Just after the race, Stewart got out of his race car and went after Logano, fists high in an obvious attempt to clean his clock. Then during a post-race interview, Stewart used some pretty colorful language in his criticism of the way Logano blocked him on a restart after according to Stewart, Logano spun his tires.
The more serious incident was the way Logano raced Denny Hamlin on the last lap sending Hamlin's car head-on into a concrete wall. There was no safer barrier where he hit, so his body took the impact, which has resulted in his cracking a vertebrae in his back. Hamlin is expected to be out of the car for the next six weeks, missing five races, at least.
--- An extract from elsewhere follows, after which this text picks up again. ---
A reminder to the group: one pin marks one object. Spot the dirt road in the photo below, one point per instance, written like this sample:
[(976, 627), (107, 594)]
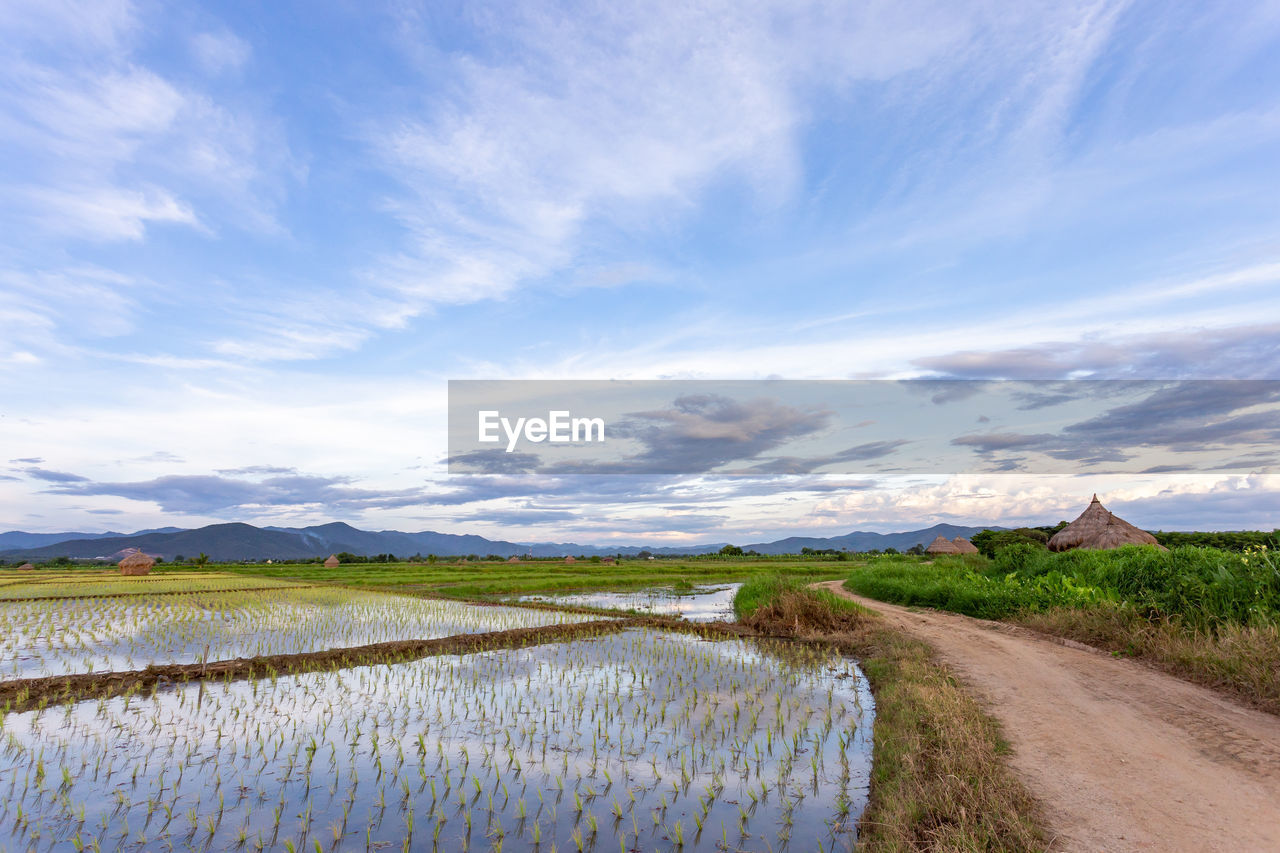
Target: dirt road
[(1123, 757)]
Little would be made of this beyond calling it simply a racing incident, had it not been for the remarks Logano made after the race when he told reporters, Hamlin got what he deserved. To be fair, there was no way Logano knew Hamlin had suffered such a serious injury at the time.
No one will ever know if Logano hit Hamlin on purpose, following up on previous incidents and some sniping via Twitter, or if his car simply got loose and drifted up the track into Hamlin. I suppose as far as us race fans are concerned, it doesn't matter. Everyone will believe what they want anyway. What does matter is that Hamlin will recover, Stewart let Logano know how not to behave, and all is good.
In my opinion, NASCAR was right not to issue a fine to any of the participating drivers. But that is only because they have been wrong all the other times they issued fines.
See the following headlines that have appeared in the last couple of years;
- Hamlin fined $25,000 for post-race comments
- NASCAR fines Jeff Gordon $100,000, docks him 25 points...
- NASCAR fines, penalizes Robby Gordon for New Hampshire temper tantrum
- Gordon, Keselowski fined, placed on probation
- NASCAR fines Kurt Busch $50,000 for behavior
- Keselowski fined $25,000 for in-car tweeting
- NASCAR fines Kyle Busch $50,000, warns of indefinite suspension...
- NASCAR fines Kyle Busch $25,000 for gesture
- Secret fines shrouded in mystery...Ryan Newman and Brad Keselowski were beneficiaries of these
These are not inclusive--they were obtained through a quick Google search. With all this fining going on, it is no wonder there were expectations that fines would have been announced in the way of fines after California. But that didn't happen.
If there is one thing NASCAR is consistent with, it is inconsistency!
I'd like to know where all those thousands of dollars in fines have ended up. The bucks have obviously not gone toward installing safer barriers around race tracks. Why is that, since NASCAR boasts about its keen interest in safety? At the California race track, NASCAR definitely has a corporate connection.
The California track is called the Auto Club Speedway. It is owned by the International Speedway Corporation, (ISC). Brian France, NASCAR's CEO and Chairman sits on the board of that corporation along with other family members. His brother James, also a NASCAR board member is President of ISC.
I can't help but wonder why members of the media haven't bothered to ask the France brothers why there are still places on race tracks they own that are not fitted with safer barriers.
At least one thing is known for sure. It is good to know that Denny Hamlin was not more seriously injured than he was, though a broken back is nothing to sneeze at. Ouch--I can't imagine that!